Through extensive research, Kaufmann and his colleagues have found that diverse cities, like Metro Vancouver, “tend to lose white populations at a faster rate, while less diverse cities gain them, or lose whites at a slower rate.” His findings could explain one of the reasons Victoria and Kelowna, which have far less ethnic diversity than Metro Vancouver, are growing as a result of inter-provincial migration.
Figures from the 2016 Canadian census show that whites recently became a minority in the metropolises of Toronto and Metro Vancouver. The relatively small Aboriginal population of Metro Vancouver, making up about 2.5 per cent of residents, is also declining proportionally.
In the Vancouver suburb of Richmond, the ethnic Chinese population has expanded in a few decades by more than 80,000, while the white population has declined by more than 30,000.
A Postmedia series showed that Metro Vancouver is developing distinct ethnic enclaves. Ethnic Chinese now predominate in large sections of Richmond and South Asians make up three-quarters of many neighbourhoods in north Surrey. Meanwhile, whites tend to make up large majorities in suburbs such as White Rock, North Vancouver and Langley.
Despite significant inter-provincial migration trends, immigration from outside the country is changing the ethnic face of Metro Vancouver and Canada’s largest cities the most quickly.
The cities of Toronto, Montreal and Vancouver are projected to have fewer people of European origin, according to StatsCan. More than 60 per cent of all immigrants to Canada have moved to these three major cities, and more than four of five of all recent immigrants come from Asia, the Middle East, South America and Africa.

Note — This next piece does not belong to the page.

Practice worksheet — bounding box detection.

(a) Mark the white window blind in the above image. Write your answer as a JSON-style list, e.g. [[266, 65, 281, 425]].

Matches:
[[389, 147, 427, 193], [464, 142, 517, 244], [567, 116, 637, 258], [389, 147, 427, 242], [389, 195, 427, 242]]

Metro Vancouver took in 142,000 new immigrants between 2011 and 2016 — and about 85 per cent of those immigrants were people of colour. Many choose to live in ethnic enclaves.
Working with political scientist Gareth Harris, Kaufmann has tracked “white withdrawal” in Britain and Canada, monitoring how whites tend to “unconsciously” avoid neighbourhoods with a large share of non-whites.

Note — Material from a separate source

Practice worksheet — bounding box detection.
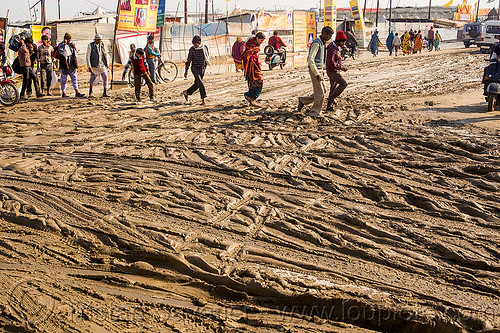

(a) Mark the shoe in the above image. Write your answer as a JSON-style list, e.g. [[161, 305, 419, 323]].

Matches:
[[297, 100, 304, 112]]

In their book, Changing Places: Mapping the White British Response to Ethnic Change, Kaufmann and Harris don’t use the American term, “white flight,” to describe this pattern because they don’t think it is normally fuelled by racism or xenophobia.
“White conservatives and liberals, racists and cosmopolitans, all move to relatively white areas at similar rates,” Kaufmann and Harris say in Changing Places, published by Demos, which describes itself as “Britain’s leading cross-party think-tank.”

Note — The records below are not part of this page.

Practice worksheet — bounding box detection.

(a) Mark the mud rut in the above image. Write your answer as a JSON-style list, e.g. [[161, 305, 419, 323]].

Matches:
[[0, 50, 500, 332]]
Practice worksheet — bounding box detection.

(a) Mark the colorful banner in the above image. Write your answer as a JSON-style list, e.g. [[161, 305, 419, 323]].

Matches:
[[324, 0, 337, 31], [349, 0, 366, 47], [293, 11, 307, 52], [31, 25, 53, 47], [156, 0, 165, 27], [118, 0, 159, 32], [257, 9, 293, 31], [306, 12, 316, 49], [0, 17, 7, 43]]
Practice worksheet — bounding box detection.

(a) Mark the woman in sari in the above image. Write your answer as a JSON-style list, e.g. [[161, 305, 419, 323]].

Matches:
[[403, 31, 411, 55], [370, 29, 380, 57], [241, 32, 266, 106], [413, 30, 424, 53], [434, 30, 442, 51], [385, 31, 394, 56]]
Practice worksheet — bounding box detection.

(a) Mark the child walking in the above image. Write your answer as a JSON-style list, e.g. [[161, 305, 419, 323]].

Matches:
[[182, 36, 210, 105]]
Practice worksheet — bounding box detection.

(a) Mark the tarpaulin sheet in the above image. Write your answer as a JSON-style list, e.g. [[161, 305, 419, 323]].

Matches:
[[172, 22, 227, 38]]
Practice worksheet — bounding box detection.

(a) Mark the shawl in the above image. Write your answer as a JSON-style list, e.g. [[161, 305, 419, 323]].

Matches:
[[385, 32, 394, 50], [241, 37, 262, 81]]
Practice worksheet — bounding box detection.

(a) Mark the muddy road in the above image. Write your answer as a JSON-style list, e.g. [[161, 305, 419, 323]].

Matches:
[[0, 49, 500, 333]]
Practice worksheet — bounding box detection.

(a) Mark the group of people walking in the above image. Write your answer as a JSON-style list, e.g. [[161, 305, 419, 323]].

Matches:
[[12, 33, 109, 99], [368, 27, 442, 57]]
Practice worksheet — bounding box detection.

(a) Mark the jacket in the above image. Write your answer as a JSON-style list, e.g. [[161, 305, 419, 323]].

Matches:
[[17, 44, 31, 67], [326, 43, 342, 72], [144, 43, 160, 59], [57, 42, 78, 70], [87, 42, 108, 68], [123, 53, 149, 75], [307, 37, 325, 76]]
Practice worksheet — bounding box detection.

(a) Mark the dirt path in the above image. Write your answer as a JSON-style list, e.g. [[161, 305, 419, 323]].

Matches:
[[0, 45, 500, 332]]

Comparing Metro Vancouver to Toronto and Montreal, Statistics Canada data reveals that in the one-year period ending July, 2016, Greater Toronto, had a net loss of 22,555 whites to other areas of Ontario, which was more than it lost of people of colour (5,265).
Montreal had a net gain of people of colour from other areas of the province of Quebec, while experiencing a net loss of 7,075 whites.